At last week’s Legalweek show. in New York City, one of the salient themes was how law firms and corporate legal departments are preparing for the future, developing tools and techniques for operational efficiencies and effectiveness. In his keynote, Andrew McAfee, Visionary Futurist & Director of the MIT Initiative of the Digital Economy, highlighted how organizations can survive and thrive in the years to come (specifically, 10) as robots, drones, artificial intelligence and like transform conventional business practices to advance everyday processes for organizations, their employees and constituents.
If, in fact, these technologies are simply warm-up acts for what is to come, here’s our take on what the not-so-distant future holds (specifically, now). The core problem forming the basis of our prediction is age-old—that is, the need for corporations to save costs associated with eDiscovery while minimizing current and future risk. However, the approach is new: an emerging predictive analytics trend shifting to a future focus.
What is Big Data and Why is It a Problem?
The term “big data” started life as a way to describe massive data volumes in disparate locations. Since then people refined the term to not only mean discrete large data sets, but the process of aggregating these volumes into a single repository for visibility and insight.
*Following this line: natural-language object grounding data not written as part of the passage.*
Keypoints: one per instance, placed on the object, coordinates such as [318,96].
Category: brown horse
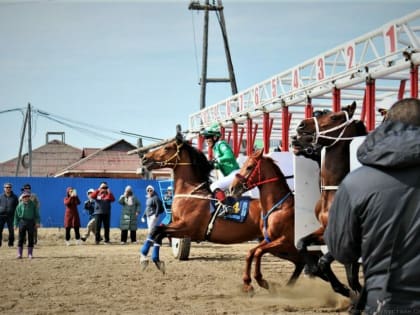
[278,227]
[191,216]
[334,131]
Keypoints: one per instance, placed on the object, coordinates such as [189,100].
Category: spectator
[35,200]
[71,216]
[89,208]
[375,213]
[8,204]
[167,202]
[103,199]
[167,199]
[154,207]
[225,161]
[26,220]
[129,212]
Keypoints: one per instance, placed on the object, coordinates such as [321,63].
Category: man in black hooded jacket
[376,213]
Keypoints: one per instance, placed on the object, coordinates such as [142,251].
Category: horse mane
[360,128]
[200,165]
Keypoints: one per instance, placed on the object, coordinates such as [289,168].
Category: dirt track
[107,279]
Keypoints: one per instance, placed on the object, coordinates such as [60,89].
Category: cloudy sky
[92,69]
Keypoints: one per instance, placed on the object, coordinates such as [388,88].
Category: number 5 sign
[320,68]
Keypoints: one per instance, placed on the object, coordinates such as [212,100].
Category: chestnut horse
[334,131]
[191,216]
[278,213]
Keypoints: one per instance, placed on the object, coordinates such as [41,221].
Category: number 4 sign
[390,39]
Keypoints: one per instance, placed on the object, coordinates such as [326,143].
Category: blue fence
[51,193]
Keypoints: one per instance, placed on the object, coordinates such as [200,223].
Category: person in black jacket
[8,204]
[103,198]
[376,213]
[154,207]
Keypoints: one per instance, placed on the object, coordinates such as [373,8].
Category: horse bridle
[246,181]
[175,156]
[322,134]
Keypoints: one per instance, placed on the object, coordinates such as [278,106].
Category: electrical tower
[218,9]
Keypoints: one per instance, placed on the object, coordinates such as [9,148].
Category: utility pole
[20,159]
[218,9]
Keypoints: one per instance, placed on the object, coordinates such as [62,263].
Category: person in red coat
[71,216]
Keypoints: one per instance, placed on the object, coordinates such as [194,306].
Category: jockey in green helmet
[225,161]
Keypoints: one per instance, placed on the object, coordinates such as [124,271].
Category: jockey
[225,161]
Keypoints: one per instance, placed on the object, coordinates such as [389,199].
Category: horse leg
[352,273]
[311,263]
[246,278]
[296,273]
[325,266]
[260,251]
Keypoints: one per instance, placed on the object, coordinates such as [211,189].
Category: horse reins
[175,156]
[246,182]
[322,134]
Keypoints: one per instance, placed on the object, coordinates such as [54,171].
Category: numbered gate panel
[307,193]
[354,145]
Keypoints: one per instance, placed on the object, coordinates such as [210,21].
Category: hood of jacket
[391,145]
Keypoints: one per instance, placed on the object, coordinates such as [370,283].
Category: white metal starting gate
[377,66]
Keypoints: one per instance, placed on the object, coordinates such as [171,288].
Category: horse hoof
[161,266]
[249,290]
[264,284]
[144,262]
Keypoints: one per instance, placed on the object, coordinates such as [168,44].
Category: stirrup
[161,266]
[144,262]
[225,210]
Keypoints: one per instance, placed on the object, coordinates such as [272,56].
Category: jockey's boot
[225,202]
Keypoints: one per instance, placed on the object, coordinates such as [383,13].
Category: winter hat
[24,194]
[385,104]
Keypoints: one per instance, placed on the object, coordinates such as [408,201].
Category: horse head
[179,153]
[328,128]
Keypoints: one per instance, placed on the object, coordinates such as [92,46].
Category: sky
[100,70]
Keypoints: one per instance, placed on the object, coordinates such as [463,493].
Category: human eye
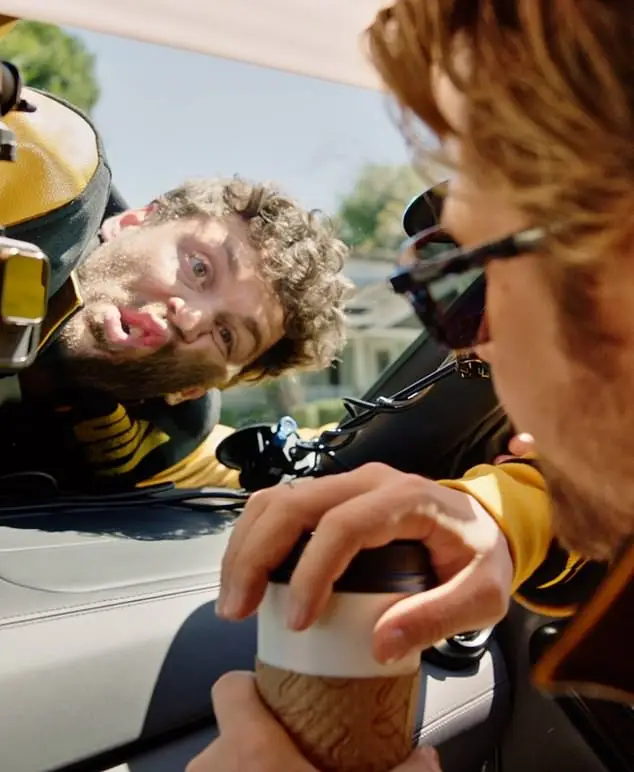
[198,265]
[226,336]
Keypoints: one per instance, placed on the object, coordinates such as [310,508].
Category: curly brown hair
[301,259]
[549,90]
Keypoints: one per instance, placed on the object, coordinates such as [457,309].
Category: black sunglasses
[453,316]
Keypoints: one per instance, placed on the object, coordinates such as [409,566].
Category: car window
[166,115]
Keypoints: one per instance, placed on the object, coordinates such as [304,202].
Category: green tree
[370,215]
[54,61]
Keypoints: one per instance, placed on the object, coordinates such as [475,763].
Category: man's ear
[195,392]
[131,218]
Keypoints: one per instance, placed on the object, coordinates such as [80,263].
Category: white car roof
[319,38]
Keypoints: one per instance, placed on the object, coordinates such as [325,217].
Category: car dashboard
[110,644]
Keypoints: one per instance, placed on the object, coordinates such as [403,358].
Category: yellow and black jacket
[57,195]
[593,656]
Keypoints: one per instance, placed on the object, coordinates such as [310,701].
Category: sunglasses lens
[429,245]
[452,306]
[459,313]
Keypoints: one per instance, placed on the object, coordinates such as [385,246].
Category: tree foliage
[54,61]
[370,215]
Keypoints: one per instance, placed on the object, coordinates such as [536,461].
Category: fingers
[521,444]
[249,736]
[422,760]
[370,520]
[474,598]
[270,526]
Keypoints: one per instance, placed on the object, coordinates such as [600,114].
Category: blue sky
[166,115]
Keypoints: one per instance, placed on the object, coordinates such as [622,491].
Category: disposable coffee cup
[345,711]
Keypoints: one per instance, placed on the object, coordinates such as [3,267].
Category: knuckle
[376,470]
[222,687]
[492,596]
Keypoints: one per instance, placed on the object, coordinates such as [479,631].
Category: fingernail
[228,603]
[295,614]
[394,646]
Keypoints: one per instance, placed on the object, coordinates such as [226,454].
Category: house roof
[374,304]
[320,38]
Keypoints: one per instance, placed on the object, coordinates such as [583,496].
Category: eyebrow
[254,328]
[231,247]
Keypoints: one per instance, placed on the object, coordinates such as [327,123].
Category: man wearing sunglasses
[533,103]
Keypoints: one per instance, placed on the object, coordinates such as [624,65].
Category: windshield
[167,115]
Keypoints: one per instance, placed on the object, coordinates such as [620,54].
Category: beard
[157,374]
[582,521]
[107,276]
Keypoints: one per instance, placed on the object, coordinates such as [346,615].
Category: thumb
[422,760]
[521,444]
[239,709]
[472,599]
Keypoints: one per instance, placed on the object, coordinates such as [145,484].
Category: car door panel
[108,640]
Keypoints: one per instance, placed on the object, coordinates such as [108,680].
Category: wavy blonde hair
[550,98]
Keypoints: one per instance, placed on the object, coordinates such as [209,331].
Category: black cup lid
[400,566]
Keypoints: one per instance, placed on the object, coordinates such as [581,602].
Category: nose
[187,320]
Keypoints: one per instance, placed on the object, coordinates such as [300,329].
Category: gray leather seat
[108,635]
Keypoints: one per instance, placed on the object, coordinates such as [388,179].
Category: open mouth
[132,328]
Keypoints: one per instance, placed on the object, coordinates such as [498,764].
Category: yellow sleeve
[202,469]
[515,495]
[547,579]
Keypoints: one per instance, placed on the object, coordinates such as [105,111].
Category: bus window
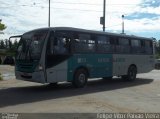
[123,46]
[148,47]
[103,44]
[62,43]
[135,46]
[83,43]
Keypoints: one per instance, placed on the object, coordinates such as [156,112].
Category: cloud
[140,15]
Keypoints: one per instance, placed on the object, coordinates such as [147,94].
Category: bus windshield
[30,45]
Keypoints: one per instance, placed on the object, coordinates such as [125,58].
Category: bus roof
[94,32]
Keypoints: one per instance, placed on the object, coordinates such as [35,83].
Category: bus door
[56,58]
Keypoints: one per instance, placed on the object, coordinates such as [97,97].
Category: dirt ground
[142,95]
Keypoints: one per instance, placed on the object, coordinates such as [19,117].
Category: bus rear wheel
[80,78]
[131,75]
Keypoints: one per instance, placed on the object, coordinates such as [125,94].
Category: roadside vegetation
[1,78]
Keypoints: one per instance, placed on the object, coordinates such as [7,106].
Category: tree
[2,45]
[2,26]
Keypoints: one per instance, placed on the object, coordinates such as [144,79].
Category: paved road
[143,95]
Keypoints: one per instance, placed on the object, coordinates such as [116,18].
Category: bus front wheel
[80,78]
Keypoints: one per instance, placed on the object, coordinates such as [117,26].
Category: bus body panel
[97,65]
[57,73]
[121,63]
[33,77]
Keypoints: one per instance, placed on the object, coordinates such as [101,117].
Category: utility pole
[104,14]
[49,13]
[122,24]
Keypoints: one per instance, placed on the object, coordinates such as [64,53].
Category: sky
[141,17]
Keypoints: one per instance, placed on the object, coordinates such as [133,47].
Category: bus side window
[148,47]
[123,45]
[135,46]
[62,45]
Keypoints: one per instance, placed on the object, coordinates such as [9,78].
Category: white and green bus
[51,55]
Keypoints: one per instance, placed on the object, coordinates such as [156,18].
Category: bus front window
[30,45]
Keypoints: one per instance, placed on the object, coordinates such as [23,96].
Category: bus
[58,54]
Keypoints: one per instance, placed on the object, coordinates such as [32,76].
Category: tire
[80,78]
[131,75]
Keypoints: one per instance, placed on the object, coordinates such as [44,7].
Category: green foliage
[2,27]
[8,48]
[1,78]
Developers built big data technologies primarily for data storage management and business intelligence customers.
In the legal world, big data refers to massive data sets that are hosted across a variety of eDiscovery platforms and data sources. The sheer amount of potentially relevant data makes it hard to collect and review within acceptable timelines, without spending astronomical amounts on human and machine resources.
Another dimension to the big data problem is that corporations often have several law firms and litigation support companies working for them, each with their own eDiscovery platform, processes, and individual work product. The consequence is that it’s difficult, if not near-impossible, for multiple reviewers working on a single matter to communicate with one another; there is no centralized data vault for all reviewers to share work product; there’s no way to communicate learning and previous review across multiple matters.
Why Basic Analytics are Inadequate for Big Data Jobs
Until very recently, the target of analytics focused on newer tools such as technology assisted review (TAR), concept searching, relationship analysis, email threading, dedupe and near-dupe, data clustering and visualization, and other basic text analytics (not to mention our old friend keyword searching). While there are measurable benefits., these traditional approaches are limited to single matters, and also may or may not be able to analyze chat records, IMs, or social media postings for critical information like non-compliance, even though bad actors frequently use these messaging platforms.
The Age of Predictive and Prescriptive Big Data Analytics
Adding big data analytics strategies. that are both predictive and prescriptive to the mix means companies can make better use of their data across all cases, vendors and review platforms to achieve greater business benefits. This model ingests data across multiple platforms, data types and third-party vendors into a central repository. It applies advanced analytics and enables the application of up to billions of previous designations to current matters. It also predicts potential problems with ingested data. The more matters that you include in the data repository, the more intelligent the analytics engine becomes — saving you time, resources, risk, and cost. Here’s a closer look how incorporating a big data analytics strategy. is helping legal departments survive and thrive now and in the years to come:
- Reuse attorney work product. Advanced analytics apply machine learning and attorney work product across subsequent matters. Repurposing attorney work product results in higher ROI by incorporating critical insights. (In other words, no reinventing the wheel with each new matter.)
- Grant new and ongoing insights into your data. Big data analytics analyzes and culls data sets working in conjunction with functions like TAR, concept mapping, categorization, actionable visualization, and dedupe/near-dedupe. It also identifies relevant documents for new cases based on previous ones, and can predict which documents in the consolidated repository may present compliance risk or legal liability.
- Protect data. Big data analytics enables legal teams to detect inconsistently classified documents, mitigating risk. Legal teams often engage in costly repeat review of the same documents, which can lead to coding or classifying documents differently each time. By flagging inconsistent coding, the Analytics Hub prevents overlooking relevant documents and exposing private or other sensitive data.
Experts Round out the Big Data Picture
You need not go it alone, however. In fact, data scientists are fast becoming head hunters’ best friends. Many organizations are hiring internally by business line, but this self-service model isn’t always practical. Instead, many legal departments are opting to bring in third-party experts to leverage big data technology, customize algorithms to suit your specific needs, and provide legal process and subject matter expertise.
As technological advances marshal eDiscovery into a new era, big data analytics strategies to take center stage.